Manchmal müssen Patienten erst zum Sprechen motiviert werden.
Zuhören, Verständnis, Erklärungen sind also die Wünsche der Patienten an ihre Ärzte. Ähnliches ist auch bei verschiedenen Umfragen herausgekommen. Immer wieder wird vor allem der Zeitmangel beklagt - übrigens nicht nur von den Patienten, auch von den Ärzten selbst, wie eine Pilotstudie der MMW und der Stiftung Zuhören in deutschen Arztpraxen im Jahr 2005 gezeigt hat.
Die durchschnittliche Konsultationsdauer in deutschen Allgemeinarzt-Praxen beträgt nur 7,6 ± 4,3 Minuten pro Patient, haben Studien ergeben. Davon spricht der Patient 3,1 Minuten. Durchschnittlich werden Patienten nach 103 Sekunden schon von ihrem Arzt unterbrochen. Von einer "Sprechstunde" kann also nicht die Rede sein.
Eine Studie der Universität Düsseldorf hat außerdem gezeigt: Sind Gespräche nach weniger als sechs Minuten zu Ende, ist die Gefahr, dass psychische Störungen nicht erkannt werden, besonders hoch.
Dauert das Gespräch dagegen zehn Minuten oder länger, sprechen fast alle Patienten ein inneres Problem an.
Manche Patienten schieben einen Arztbesuch lange vor sich her, weil sie unbequeme Wahrheiten fürchten oder Angst haben, etwas Peinliches könnte angesprochen werden.

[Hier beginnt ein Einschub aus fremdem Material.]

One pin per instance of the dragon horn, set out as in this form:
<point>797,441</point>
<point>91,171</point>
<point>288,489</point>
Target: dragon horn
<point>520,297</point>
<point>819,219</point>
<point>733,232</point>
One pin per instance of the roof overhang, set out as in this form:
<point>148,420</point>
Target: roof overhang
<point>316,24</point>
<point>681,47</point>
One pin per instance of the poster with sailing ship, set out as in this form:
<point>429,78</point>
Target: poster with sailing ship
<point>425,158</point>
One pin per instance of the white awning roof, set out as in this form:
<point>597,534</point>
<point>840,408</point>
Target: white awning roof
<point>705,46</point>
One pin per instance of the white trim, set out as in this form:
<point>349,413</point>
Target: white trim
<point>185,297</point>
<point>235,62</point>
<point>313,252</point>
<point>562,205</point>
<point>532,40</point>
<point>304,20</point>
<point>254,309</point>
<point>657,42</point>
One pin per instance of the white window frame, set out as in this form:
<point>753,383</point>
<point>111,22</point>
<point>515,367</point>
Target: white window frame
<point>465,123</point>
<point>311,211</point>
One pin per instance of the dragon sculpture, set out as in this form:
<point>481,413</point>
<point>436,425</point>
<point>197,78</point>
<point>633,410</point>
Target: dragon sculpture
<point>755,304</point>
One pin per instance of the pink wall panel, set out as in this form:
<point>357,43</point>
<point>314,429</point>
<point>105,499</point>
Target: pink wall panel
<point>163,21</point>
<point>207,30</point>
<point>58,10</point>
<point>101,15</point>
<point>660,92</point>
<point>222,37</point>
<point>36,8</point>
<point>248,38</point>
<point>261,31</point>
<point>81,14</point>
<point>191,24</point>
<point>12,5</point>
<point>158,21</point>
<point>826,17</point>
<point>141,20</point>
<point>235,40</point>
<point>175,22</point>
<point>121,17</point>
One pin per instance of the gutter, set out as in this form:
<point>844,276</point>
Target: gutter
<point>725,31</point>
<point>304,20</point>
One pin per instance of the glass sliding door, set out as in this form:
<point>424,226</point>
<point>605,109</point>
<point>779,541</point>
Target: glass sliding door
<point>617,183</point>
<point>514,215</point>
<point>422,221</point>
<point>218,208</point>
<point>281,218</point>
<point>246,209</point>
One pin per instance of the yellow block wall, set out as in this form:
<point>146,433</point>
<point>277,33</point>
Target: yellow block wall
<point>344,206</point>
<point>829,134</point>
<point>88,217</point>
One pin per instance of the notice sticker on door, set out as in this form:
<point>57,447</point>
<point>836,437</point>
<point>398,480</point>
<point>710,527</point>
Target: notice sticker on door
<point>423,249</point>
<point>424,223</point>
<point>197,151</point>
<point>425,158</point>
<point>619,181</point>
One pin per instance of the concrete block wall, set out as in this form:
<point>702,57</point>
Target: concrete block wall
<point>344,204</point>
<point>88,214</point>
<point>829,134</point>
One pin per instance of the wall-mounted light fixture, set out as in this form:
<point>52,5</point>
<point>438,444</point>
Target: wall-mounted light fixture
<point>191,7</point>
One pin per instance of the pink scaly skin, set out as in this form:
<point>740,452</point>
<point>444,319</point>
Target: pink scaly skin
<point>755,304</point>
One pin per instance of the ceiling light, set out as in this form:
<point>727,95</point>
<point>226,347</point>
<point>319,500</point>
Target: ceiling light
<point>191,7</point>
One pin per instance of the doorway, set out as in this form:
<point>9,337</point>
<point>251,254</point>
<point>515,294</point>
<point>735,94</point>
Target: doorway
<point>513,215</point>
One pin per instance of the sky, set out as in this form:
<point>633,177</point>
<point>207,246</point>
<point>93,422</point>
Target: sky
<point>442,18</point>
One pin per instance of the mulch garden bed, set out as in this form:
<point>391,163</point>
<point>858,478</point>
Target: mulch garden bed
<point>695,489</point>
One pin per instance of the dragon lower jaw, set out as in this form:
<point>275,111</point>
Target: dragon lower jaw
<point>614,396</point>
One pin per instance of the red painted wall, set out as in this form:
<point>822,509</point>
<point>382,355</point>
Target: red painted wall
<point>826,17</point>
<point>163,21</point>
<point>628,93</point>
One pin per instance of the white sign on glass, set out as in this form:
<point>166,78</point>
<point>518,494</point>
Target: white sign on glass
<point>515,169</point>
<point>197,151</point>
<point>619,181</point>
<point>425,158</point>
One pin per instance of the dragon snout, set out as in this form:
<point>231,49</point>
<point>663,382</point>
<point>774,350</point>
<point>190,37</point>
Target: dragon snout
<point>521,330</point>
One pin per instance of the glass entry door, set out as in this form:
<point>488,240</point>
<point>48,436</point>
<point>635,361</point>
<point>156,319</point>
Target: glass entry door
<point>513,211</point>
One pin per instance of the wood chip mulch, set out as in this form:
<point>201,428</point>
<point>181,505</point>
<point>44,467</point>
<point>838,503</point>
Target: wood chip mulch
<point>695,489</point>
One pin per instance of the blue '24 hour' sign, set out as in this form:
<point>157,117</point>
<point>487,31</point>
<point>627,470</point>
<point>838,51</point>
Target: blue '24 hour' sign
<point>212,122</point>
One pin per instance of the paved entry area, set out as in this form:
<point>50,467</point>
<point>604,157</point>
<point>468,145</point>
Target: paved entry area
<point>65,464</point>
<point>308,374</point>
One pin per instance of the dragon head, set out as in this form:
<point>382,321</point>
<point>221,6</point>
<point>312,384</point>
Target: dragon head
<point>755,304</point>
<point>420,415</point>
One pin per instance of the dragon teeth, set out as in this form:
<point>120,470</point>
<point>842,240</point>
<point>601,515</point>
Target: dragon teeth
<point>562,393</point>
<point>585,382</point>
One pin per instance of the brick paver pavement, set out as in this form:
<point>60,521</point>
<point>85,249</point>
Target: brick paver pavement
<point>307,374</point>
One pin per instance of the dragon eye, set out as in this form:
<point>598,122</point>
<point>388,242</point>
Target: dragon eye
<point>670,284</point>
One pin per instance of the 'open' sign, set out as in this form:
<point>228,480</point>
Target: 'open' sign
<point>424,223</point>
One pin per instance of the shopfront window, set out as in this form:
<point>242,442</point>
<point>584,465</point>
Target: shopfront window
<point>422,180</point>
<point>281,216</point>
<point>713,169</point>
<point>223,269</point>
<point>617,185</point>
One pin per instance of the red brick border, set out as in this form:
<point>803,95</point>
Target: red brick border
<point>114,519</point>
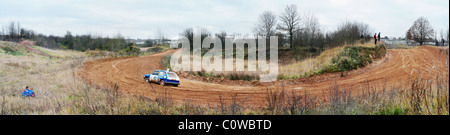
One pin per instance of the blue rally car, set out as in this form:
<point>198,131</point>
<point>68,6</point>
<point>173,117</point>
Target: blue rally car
<point>163,77</point>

Sie haben sich oft genau überlegt, was sie dem Arzt sagen wollen - und dann bringen sie das nicht raus. Nach zwei Minuten, so die Ergebnisse weiterer Studien, signalisieren Patienten dem Arzt, dass er das Gespräch übernehmen soll. Nun hängt alles von der Gesprächsführung durch den Arzt ab. Das Zeitproblem ist ein Fakt, der nicht wegzudiskutieren ist. Doch auch in kurzer Zeit ist viel zu erreichen. Entscheidend sind aktives Zuhören und eine verständliche Sprache.

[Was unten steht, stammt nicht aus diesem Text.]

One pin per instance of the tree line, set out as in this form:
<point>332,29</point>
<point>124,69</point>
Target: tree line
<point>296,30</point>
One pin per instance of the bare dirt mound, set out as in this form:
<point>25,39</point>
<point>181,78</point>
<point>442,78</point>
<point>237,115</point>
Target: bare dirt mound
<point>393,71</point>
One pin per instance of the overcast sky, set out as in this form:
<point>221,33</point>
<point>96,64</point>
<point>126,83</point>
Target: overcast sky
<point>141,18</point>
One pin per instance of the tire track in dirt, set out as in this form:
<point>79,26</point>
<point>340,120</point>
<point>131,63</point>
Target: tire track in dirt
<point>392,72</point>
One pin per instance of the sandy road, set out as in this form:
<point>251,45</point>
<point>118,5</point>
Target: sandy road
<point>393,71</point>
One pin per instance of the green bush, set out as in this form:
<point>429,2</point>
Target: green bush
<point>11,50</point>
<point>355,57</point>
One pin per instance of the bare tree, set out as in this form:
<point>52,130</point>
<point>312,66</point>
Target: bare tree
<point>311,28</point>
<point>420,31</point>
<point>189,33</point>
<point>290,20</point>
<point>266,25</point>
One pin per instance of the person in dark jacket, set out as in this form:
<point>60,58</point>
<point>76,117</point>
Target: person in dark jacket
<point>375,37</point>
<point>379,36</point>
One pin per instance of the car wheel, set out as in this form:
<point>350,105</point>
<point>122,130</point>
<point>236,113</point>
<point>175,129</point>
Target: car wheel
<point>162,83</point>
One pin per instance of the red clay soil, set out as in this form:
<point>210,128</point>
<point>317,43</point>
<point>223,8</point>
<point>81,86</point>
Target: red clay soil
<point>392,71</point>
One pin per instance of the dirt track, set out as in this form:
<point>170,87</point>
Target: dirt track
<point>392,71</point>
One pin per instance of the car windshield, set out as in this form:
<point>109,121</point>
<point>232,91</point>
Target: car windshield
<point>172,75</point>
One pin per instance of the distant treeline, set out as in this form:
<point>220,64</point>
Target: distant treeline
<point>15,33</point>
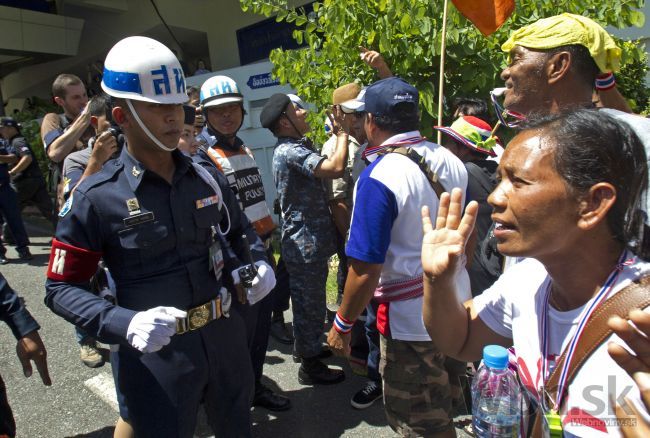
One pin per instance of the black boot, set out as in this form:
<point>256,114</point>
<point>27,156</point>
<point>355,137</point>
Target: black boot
<point>325,353</point>
<point>266,398</point>
<point>314,372</point>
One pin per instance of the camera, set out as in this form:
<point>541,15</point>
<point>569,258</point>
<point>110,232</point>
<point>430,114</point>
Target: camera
<point>116,132</point>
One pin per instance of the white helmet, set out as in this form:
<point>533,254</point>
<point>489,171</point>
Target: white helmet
<point>297,101</point>
<point>142,68</point>
<point>219,90</point>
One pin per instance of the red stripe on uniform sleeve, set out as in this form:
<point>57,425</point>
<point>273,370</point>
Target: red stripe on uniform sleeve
<point>383,326</point>
<point>71,264</point>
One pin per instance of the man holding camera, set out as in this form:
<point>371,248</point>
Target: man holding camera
<point>76,167</point>
<point>104,145</point>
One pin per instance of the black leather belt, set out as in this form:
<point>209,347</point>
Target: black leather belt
<point>199,316</point>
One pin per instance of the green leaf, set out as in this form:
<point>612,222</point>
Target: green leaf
<point>637,18</point>
<point>371,37</point>
<point>301,20</point>
<point>405,23</point>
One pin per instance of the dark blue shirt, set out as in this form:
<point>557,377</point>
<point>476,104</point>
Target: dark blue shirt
<point>4,167</point>
<point>163,261</point>
<point>307,229</point>
<point>19,147</point>
<point>13,311</point>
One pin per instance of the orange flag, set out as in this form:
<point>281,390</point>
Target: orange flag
<point>487,15</point>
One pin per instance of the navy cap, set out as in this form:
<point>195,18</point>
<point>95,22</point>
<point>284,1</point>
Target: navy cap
<point>382,96</point>
<point>190,114</point>
<point>9,121</point>
<point>273,109</point>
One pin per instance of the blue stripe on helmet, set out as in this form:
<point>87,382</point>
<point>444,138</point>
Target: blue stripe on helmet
<point>122,81</point>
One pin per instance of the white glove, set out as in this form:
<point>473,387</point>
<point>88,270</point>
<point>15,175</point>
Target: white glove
<point>263,283</point>
<point>151,330</point>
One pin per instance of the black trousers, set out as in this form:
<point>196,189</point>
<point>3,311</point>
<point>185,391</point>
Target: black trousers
<point>7,424</point>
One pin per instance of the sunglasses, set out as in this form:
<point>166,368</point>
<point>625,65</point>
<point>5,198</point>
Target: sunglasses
<point>357,114</point>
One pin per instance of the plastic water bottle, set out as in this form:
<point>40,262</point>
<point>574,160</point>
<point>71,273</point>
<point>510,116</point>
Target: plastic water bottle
<point>496,396</point>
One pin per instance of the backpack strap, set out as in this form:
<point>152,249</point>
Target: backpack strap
<point>596,331</point>
<point>419,160</point>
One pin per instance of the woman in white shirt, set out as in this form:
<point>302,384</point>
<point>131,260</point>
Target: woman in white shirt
<point>569,201</point>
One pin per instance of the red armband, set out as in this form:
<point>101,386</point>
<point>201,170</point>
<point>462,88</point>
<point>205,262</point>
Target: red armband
<point>71,264</point>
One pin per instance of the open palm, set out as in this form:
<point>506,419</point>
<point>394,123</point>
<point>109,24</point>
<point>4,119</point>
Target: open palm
<point>444,246</point>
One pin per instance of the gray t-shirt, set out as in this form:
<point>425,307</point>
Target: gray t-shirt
<point>74,166</point>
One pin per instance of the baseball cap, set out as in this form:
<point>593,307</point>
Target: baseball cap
<point>383,96</point>
<point>9,121</point>
<point>297,101</point>
<point>472,132</point>
<point>273,109</point>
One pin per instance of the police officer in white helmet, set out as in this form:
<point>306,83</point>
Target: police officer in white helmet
<point>223,108</point>
<point>167,230</point>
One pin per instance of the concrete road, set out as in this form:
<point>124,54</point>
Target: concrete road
<point>81,401</point>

Möglich ist natürlich auch, dem Patienten einen neuen Termin für ein längeres Gespräch anzubieten. Dann können sich Arzt und Patient darauf vorbereiten. Eine weitere Option ist, Patienten einen Fragebogen mitzugeben, in dem sie etwa notieren können, was sich bei ihren Beschwerden verändert hat, ob sie wegen neuer Probleme kommen oder was sie besonders beunruhigt.
Erstaunlich ist, dass Patienten immer wieder anmahnen, sie möchten mit ihren Problemen und Nöten von ihren Ärzten ernst genommen werden. Was eigentlich selbstverständlich sein sollte, scheint doch nicht immer umgesetzt zu werden.

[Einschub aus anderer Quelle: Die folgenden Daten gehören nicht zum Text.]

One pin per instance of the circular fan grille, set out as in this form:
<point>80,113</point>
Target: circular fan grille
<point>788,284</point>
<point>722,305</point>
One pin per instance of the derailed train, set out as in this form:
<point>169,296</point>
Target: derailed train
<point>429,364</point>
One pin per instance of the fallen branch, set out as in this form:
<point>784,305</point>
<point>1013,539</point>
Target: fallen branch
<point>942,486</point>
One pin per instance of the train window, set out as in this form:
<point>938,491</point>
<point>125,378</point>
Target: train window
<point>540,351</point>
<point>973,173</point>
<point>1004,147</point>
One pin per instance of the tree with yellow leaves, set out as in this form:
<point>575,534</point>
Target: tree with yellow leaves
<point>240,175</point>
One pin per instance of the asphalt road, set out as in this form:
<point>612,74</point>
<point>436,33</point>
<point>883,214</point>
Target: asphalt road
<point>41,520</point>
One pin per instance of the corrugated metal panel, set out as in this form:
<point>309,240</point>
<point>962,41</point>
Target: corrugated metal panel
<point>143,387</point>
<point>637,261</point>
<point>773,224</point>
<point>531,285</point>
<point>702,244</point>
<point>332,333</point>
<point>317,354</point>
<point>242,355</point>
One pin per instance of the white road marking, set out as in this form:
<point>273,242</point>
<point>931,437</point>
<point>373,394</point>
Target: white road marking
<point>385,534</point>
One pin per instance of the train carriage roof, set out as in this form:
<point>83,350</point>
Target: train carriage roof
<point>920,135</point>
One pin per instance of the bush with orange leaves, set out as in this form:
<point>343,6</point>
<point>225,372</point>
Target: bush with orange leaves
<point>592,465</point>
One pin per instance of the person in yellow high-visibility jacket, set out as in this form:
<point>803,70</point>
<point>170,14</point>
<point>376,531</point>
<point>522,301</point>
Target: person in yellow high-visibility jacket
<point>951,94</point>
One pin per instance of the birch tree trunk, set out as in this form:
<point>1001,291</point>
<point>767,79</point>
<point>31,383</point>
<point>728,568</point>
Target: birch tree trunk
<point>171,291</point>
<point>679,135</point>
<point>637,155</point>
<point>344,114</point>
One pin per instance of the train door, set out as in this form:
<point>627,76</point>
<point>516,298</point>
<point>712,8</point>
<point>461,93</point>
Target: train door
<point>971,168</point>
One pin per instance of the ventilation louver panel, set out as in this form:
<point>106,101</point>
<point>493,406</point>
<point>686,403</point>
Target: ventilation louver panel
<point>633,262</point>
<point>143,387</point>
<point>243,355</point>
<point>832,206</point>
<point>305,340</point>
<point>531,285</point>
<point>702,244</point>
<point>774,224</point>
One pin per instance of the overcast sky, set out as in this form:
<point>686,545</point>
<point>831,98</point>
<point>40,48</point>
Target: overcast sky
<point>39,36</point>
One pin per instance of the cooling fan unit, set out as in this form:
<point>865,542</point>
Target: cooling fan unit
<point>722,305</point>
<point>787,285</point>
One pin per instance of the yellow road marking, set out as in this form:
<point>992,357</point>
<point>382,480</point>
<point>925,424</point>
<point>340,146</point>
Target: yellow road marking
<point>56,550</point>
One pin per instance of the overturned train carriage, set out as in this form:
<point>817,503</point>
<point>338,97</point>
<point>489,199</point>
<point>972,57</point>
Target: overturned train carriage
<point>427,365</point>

So erzählt Brigitta Gibson von einer Patientin, deren Arzt beim Anblick der Röntgen-Aufnahmen zu ihr gesagt habe: "Mein Gott, wie sieht Ihre Wirbelsäule denn aus! Das ist ja alles Schrott!" So etwas müsse nicht sein, fügt sie hinzu. Aber sie sagt: So ein Verhalten sei eine echte Ausnahme.